We then followed a walking tour from a guide book, hitting the major pieces.  The Louvre is vast and you could visit every day and still not see everything but we did see the highlights, including the Venus de Milo and the Mona Lisa.  The museum was very busy and I can only imagine what it is like in the summer.  No thank you!

We finished right around lunchtime but were not hungry enough for a full meal.  We ducked into a nearby cafe and had crepes to tide us over.  After resting our feet for a bit, it was back to the Metro to see the catacombs.

The catacombs are not listed as a “must see” attraction in Paris, but I know my family and their art museum limits.  So rather than seeing Impressionist paintings or Rodin sculptures, we went off to see some bones.

The catacombs are in old mines underneath Paris, and was founded to address cemetery overcrowding.  There are supposedly 6 million people entombed here.

The sign at the entrance says, “Stop! This is the Empire of the Dead.”

After touring the catacombs, we went back to the hotel to rest up and have a drink.  After a few hours of rest, it was back out to do some shopping for Kate.

We went to Printemps where we didn’t buy anything but did get to experience their restroom system.  Unlike U.S. department stores, with bathrooms on every level, Printemps has restrooms only on the main level (there are 6 or 7 levels).  And also unlike store bathrooms here, with free entry, you have to pay to use them (maybe they are free if you buy something because I saw some people handing over small tickets).  Everyone has to stand in line and pay at a counter, where entry is also controlled.  You can only enter once someone else has exited.

We grabbed dinner at a nearby brasserie and then headed back to the hotel to pack and get ready for our train to Brussels the next day.

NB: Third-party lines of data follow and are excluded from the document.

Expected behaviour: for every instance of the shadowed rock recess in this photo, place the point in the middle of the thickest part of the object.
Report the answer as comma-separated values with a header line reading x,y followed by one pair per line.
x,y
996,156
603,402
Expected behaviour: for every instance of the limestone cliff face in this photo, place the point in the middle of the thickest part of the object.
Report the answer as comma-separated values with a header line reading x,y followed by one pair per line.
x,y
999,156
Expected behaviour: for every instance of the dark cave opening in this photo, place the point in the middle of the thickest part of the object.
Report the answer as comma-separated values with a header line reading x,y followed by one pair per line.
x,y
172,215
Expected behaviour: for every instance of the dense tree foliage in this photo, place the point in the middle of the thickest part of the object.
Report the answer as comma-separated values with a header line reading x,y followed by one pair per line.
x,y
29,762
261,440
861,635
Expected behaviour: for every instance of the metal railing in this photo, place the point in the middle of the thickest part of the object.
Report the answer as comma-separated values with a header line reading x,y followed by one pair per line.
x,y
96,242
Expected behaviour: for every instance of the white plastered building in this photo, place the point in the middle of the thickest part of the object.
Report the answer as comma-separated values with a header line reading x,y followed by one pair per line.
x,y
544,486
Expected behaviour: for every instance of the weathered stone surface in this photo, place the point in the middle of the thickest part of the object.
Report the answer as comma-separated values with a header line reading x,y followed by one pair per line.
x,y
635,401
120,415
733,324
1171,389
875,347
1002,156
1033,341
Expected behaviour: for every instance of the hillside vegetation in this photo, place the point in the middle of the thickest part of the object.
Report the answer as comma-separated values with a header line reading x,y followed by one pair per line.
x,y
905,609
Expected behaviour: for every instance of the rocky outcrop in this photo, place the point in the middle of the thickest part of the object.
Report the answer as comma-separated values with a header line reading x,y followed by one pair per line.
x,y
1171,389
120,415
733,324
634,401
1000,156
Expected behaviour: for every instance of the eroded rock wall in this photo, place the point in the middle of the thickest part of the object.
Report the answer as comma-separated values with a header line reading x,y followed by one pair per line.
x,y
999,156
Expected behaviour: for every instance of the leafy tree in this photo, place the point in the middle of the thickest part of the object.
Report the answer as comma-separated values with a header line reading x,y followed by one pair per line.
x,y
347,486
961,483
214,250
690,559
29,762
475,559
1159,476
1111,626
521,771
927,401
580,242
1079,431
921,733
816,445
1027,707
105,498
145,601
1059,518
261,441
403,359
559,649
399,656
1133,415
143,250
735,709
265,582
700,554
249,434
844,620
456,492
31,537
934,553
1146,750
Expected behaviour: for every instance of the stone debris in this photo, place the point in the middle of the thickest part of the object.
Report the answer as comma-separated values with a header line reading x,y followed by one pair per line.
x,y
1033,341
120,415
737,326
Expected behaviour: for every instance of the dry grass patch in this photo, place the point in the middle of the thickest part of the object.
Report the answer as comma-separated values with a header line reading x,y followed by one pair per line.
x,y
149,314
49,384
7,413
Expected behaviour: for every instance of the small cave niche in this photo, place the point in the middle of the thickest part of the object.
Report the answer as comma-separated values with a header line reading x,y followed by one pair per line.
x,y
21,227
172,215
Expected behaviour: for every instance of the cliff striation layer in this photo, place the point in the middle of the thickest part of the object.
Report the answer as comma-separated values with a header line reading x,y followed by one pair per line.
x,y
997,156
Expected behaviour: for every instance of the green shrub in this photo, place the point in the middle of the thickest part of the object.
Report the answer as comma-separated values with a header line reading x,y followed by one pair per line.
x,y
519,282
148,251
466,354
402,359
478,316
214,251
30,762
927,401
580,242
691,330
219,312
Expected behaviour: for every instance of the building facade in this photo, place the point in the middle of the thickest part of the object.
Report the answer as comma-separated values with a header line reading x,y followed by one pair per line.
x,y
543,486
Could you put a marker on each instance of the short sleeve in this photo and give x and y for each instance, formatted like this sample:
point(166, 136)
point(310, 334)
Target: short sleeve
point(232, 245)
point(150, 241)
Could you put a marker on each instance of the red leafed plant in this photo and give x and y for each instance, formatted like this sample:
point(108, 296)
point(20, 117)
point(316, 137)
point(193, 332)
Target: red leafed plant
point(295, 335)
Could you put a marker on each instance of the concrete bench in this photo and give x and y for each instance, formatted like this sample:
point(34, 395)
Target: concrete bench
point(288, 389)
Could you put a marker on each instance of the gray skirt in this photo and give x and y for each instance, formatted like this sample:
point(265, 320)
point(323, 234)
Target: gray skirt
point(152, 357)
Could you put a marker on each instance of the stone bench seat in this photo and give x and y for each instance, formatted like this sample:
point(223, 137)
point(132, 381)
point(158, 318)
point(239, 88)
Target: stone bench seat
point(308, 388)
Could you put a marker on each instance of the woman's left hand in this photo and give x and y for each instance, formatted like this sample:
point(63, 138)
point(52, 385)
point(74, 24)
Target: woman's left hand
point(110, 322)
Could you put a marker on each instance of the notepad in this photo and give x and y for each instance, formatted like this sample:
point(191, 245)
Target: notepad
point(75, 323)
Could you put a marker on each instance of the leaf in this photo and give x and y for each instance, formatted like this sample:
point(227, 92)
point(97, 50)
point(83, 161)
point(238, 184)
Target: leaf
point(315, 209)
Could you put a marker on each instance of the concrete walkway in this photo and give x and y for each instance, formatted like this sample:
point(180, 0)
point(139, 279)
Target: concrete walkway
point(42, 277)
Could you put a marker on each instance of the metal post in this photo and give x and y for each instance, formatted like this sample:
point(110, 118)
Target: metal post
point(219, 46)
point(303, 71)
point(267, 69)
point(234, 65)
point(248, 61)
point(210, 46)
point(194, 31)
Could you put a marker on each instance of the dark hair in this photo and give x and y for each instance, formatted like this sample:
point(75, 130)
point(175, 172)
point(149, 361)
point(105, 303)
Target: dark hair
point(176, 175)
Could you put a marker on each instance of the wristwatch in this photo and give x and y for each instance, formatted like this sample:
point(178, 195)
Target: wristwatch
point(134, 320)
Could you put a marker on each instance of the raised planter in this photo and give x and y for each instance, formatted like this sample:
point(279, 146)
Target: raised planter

Ted actually was very happy to have a beer in hand, despite his expression.

Edit to add:  I almost forgot about a funny incident on the Metro on the way back to our hotel from the Catacombs.  The  night before, my Metro ticket didn’t work, so I just used another one.  This night, Ben’s didn’t work.  But because we had only exactly enough tickets left to last us through the remainder of our stay, Ted just told Ben to slide under the turnstile.  Poor advice, because as soon as Ben got to the other side, he was accosted by two Metro police who demanded a ticket not just from Ben but from all of us.  Ted tried the typical American tourist ploy of speaking in English, and the police brusquely waved him off with a “NO ENGLISH!”  We of course all had tickets, which they ran through a handheld scanner and then waved us on our way but that was a lesson learned.  We have dubbed it “The Time Ted Almost Got Ben Arrested.”

Another edit: We passed by a lot of Italian Renaissance art on our way to see the Mona Lisa at the Louvre and you can imagine that almost all had a religious theme. One painting depicted a saint receiving stigmata from Jesus, and Kate promptly dubbed the painting “Laser Jesus.” She also imagined the saint questioning indignantly in today’s vernacular why Jesus had to be “so extra”!